The remains of a 70-million-year-old carnivorous lobster have been found in Alabama, and the fossil is so well preserved it resembles well-cooked bacon.
Not only are the large claws still attached — the biggest of which is 6.5 inches — but the creature also retained its delicate antennae, based on photos shared by the Alabama Museum of Natural History.
“Looks like some beef jerky to me,” one commenter wrote on the museum’s Facebook page.
The 13.5-inch crustacean lived during the Late Cretaceous period and was known as an Hoploparia, a genus that did not survive the centuries.
Its resemblance to anything tasty is misleading, according to Adiel A. Klompmaker, curator of paleontology with the Department of Museum Research and Collections at the Alabama Museum of Natural History
“This (appearance) is caused by the preservation of the fossil in the rock, giving it a mixture of brownish tints with some gray. Although it may look like beef jerky, my teeth would suffer greatly if I were to give it a bite here in my office. This lobster is literally rock-hard!” Klompmaker told McClatchy News.

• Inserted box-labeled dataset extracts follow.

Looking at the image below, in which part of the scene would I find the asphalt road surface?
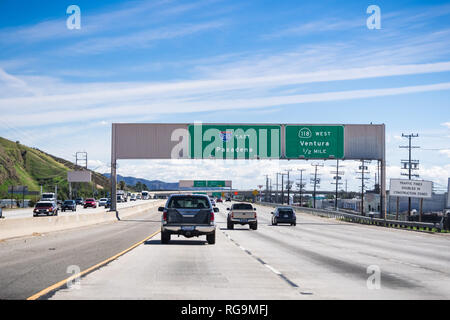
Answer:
[3,200,148,219]
[0,200,164,299]
[47,203,450,300]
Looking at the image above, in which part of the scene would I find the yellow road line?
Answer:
[27,230,161,300]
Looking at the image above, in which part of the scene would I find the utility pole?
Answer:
[400,133,420,217]
[311,163,324,209]
[331,159,344,210]
[269,178,272,202]
[275,172,281,203]
[358,160,370,216]
[264,174,269,202]
[297,169,306,207]
[286,169,292,205]
[75,151,88,169]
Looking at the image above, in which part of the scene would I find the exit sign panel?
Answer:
[285,125,344,159]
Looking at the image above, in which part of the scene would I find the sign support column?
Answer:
[110,124,120,220]
[380,124,387,220]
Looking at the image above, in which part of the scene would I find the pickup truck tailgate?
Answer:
[167,209,211,225]
[231,210,256,219]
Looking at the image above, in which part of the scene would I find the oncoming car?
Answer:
[158,194,219,244]
[271,207,297,226]
[33,201,58,217]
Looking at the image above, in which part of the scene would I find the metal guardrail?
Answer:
[258,202,444,232]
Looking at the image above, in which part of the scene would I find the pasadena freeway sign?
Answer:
[111,122,386,216]
[112,123,385,160]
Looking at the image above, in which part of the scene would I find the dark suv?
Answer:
[61,200,77,212]
[272,207,297,226]
[158,194,219,244]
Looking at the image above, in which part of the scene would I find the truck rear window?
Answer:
[168,196,210,209]
[36,203,52,208]
[233,203,253,210]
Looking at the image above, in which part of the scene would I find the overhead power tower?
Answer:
[357,160,370,216]
[400,133,420,217]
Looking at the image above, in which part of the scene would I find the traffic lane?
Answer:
[216,202,450,299]
[3,200,157,219]
[51,219,302,300]
[251,202,450,272]
[0,202,162,299]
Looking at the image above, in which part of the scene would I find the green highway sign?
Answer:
[194,180,225,188]
[188,124,281,159]
[206,180,225,188]
[285,125,344,159]
[194,180,206,188]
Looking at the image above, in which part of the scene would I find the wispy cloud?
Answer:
[61,21,225,55]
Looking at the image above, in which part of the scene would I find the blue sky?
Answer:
[0,0,450,189]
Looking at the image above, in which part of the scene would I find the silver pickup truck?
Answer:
[227,203,258,230]
[158,194,219,244]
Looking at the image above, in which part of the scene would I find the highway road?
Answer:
[44,203,450,300]
[3,200,151,219]
[0,200,164,299]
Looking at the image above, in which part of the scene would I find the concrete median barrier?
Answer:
[0,200,164,240]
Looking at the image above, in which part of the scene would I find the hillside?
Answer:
[0,137,110,199]
[103,173,178,191]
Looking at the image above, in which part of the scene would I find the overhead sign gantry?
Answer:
[111,122,386,216]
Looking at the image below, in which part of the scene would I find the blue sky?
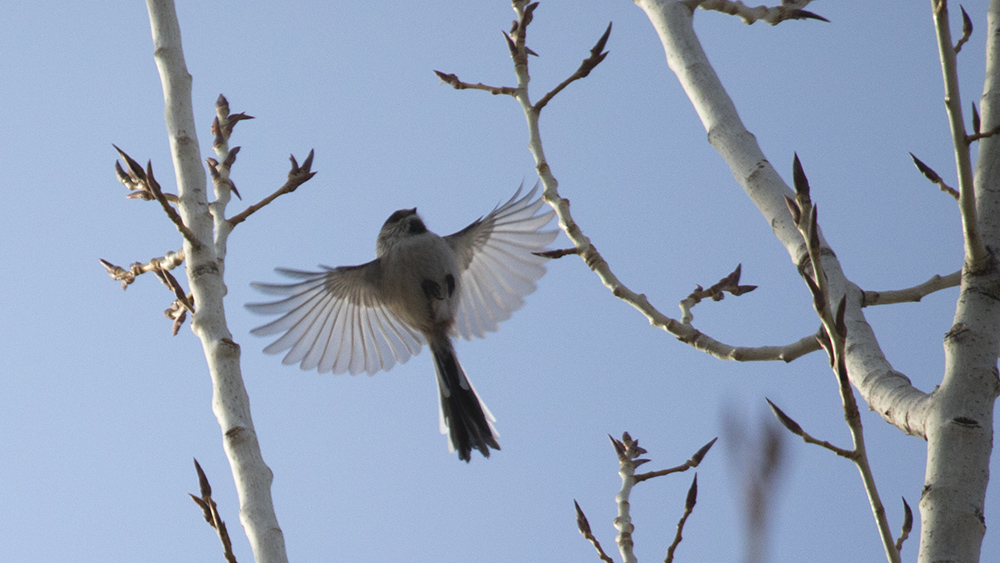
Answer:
[0,0,1000,562]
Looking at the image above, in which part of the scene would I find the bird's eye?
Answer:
[410,217,427,235]
[383,209,417,226]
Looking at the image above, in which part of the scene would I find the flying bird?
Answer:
[247,184,557,462]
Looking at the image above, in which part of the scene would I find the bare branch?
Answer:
[99,249,184,289]
[663,473,698,563]
[532,247,580,260]
[955,5,979,53]
[626,434,718,483]
[534,23,611,112]
[188,459,237,563]
[229,150,316,227]
[573,500,614,563]
[434,70,516,96]
[788,155,900,563]
[697,0,830,25]
[679,264,757,323]
[910,152,959,201]
[933,0,990,272]
[896,498,912,551]
[764,397,857,461]
[861,270,962,307]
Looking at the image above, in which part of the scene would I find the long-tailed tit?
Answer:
[247,184,556,461]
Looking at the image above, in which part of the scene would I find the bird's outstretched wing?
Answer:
[246,259,424,375]
[445,184,557,339]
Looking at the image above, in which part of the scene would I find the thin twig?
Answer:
[933,0,989,272]
[955,5,972,54]
[861,270,962,307]
[896,498,913,551]
[764,397,857,461]
[188,459,237,563]
[626,433,718,483]
[679,264,757,323]
[535,23,611,113]
[573,500,614,563]
[695,0,830,25]
[99,248,184,289]
[788,154,899,563]
[229,150,316,227]
[910,152,959,201]
[663,473,698,563]
[434,70,516,96]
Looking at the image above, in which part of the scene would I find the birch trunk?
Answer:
[636,0,1000,563]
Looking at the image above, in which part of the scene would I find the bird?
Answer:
[246,183,558,462]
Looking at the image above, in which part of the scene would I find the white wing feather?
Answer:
[247,266,424,375]
[445,184,557,340]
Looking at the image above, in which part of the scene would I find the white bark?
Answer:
[636,0,1000,562]
[147,0,287,563]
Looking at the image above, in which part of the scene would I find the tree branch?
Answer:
[146,0,288,563]
[861,270,962,307]
[229,149,316,228]
[691,0,830,25]
[931,0,989,271]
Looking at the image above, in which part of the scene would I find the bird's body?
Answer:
[247,186,556,461]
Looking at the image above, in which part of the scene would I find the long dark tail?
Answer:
[430,336,500,462]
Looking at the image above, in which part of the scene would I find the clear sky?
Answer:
[0,0,1000,563]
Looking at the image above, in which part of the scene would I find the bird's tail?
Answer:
[429,336,500,462]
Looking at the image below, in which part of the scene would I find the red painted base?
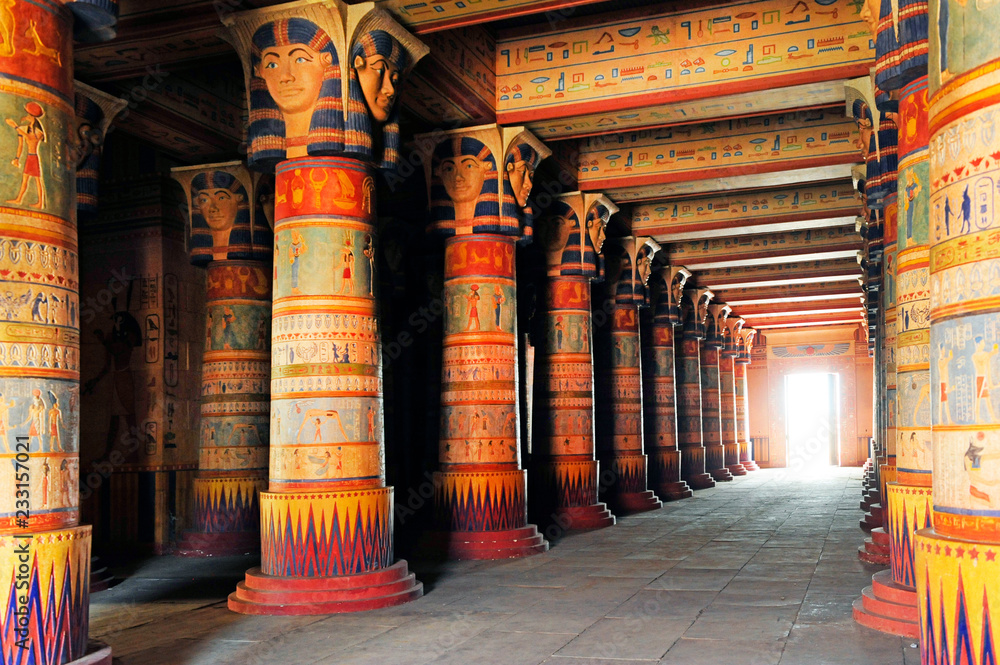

“I was amazed to see the antennae were preserved. ... They really stand out from the rock.”
The fossil is the first-reported Cretaceous example of Hoploparia in Alabama, which the museum says is surprising, given “Alabama has lots of Cretaceous-aged rocks.”
Such lobsters thrived when sea level was about 295 feet higher, leading to the southern portion of Alabama being covered by shallow seas, according to the Encyclopedia of Alabama. “The waters over west and central Alabama were deeper than 90 meters,” the site reports.
George Martin, a museum research associate, discovered the fossil southwest of Montgomery in August. However, it was still deeply embedded in rock, so Martin could only guess he’d found something important.
“I was searching for fossils in a creek bed during a low water period in Lowndes County and noticed a cylindrical rock on a gravel bar,” Martin told McClatchy News.
“The shape was unusual, so I picked it up for a closer look and noticed a darker color on the end of the rock where it had broken. This confirmed the presence of a fossil of some kind. I suspected that it was a large lobster or large crab claw because of the shape, so I put it in my backpack.”
Martin, a retired soil scientist, invested more than 100 hours in removing the surrounding stone. He finished March 25, then donated it to the museum’s fossil collection.
He was also amazed the antennae survived but laments the carapace (mid section) was not preserved enough “so we could identify it to species.”
“Overall, though, it turned out to be a really nice specimen and worth all the effort,” Martin says.